Soluling home   Document home

Language Id

Language Id

Soluling deals with languages, and this is why it has to be able to identify languages. To do that, it uses a language id that is a combination of language, script, country, and variant. The format is:

ll[-Ssss][-CC[-variant]]
Part Description Required
ll ISO-639 (Wikipedia) language code. Two or three lower case characters. Most languages use two characters code (ISO-639-1). Yes
Ssss ISO 15924 (Wikipedia) script code. Four characters starting with upper case characters. This is only included if the script is different than the default script of the language. Yes when not using the primary script
CC ISO-3166 (Wikipedia) country code. Two upper case characters. No
variant Variant code. If a variant is given but no country, then two hyphens must be used between language and variant. For example, de--phoneb No

The format uses the IETF language tag specification (Wikipedia).

Examples

Some language id examples:

Value Description Notes
de German  
de-DE German (Germany)  
de-CH German (Switzerland)  
de--phoneb German with phonebook sort order Special German used in phonebooks.
de-DE-phoneb German (Germany) with phonebook sort order Special German (Germany) used in phonebooks.
zh-Hans Simplified Chinese  
zh Simplified Chinese Script part (Hans) is not necessarily needed because the default Chinese is Simplified Chinese.
zh-CN Simplified Chinese (PRC) Script part (Hans) is not needed because in PRC only Simplified Chinese is used.
zh-Hant Traditional Chinese Script part (Hant) is added to zh because the default Chinese is Simplified Chinese.
zh-TW Traditional Chinese (Taiwan) Script part (Hant) is not needed because in Taiwan only Traditional Chinese is used.

Learn more about languages that need special care.

Soluling uses the above language id internally. However, when reading and writing localized files or exporting files that contain language ids, Soluling can use different language ids. The separator can be "_" instead of "-". The id might be without the script part. The case of the id can be different such as all lower case or all upper case. XML, TMX, XLIFF, and TBX file formats use language ids. Use Write options sheets (TMX, XLIFF, XML) of a source dialog or properties sheets (TMX, XLIFF, TBX) of the export, create translation package and translate wizards to configure the language id format.

Language id format

Specifies how to format language ids used in xml:lang attributes. Possible values are:

Value Description
Standard: la[-Ssss][-CC] Standard language id that contains an ISO 639-1 language id (la) and optional script id (Ssss) and/or ISO-3166 country id (CC).
Legacy: la[-CC] Legacy language id that contains an ISO 639-1 language id (la) and an optional ISO-3166 country id (CC). If the id uses the secondary script of the language (e.g., Traditional Chinese), then the country id is required.
Underline: ll[_CC] As above, but separator character is underline, "_", instead of the hyphen, "-".

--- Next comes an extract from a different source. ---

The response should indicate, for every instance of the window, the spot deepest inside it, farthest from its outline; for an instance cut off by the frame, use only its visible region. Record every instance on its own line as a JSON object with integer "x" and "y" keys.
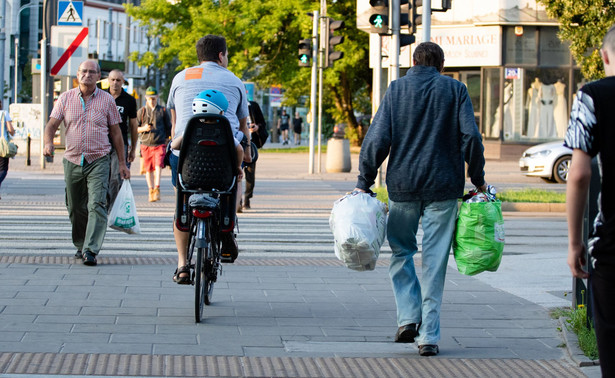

It is recommended to use the default language ids (either Use the same format as in the original file or Standard). Use other formats only if your files are consumed by a system that requires legacy ids.

Language id case

Specifies the case of the language attributes that are used in the file. Possible values are:

Value Description
Standard (la-CC) The language part is written in lower case. The optional country part is written in the upper case. For example, en-US is for English in the United States. This is the default value.
Lower (la-cc) Both language and country parts are written in lower case. For example en-us
Upper (LL-CC) Both language and country parts are written in upper case. For example EN-US

Include script into ids

Specifies when the script part is included in the language id. This is visible when language id format is set to Standard. Possible values are:

Value Description
Standard Script id is included if it is absolutely needed to make id unambiguous. For example, English is en, Simplified Chinese is zh, and Traditional Chinese is zh-Hant.
On multiple scripts Script id is included if the language can use more than one script. For example, English is en, Simplified Chinese is zh-Hans, and Traditional Chinese is zh-Hant.
Always Script id is always included. For example, English is en-Latn, Simplified Chinese is zh-Hans, and Traditional Chinese is zh-Hant.

Include country into multi-script ids

Specifies when the script part is included in the language id. This is visible when language id format is set to Legacy or Underline. Possible values are:

Value Description
No A country id is not added if not implicational given. For example, English is en, Simplified Chinese is zh, and Traditional Chinese is zh-TW.
Yes A country id is included if the language has more than one possible script. For example, English is en, Simplified Chinese is zh-CN, and Traditional Chinese is zh-TW.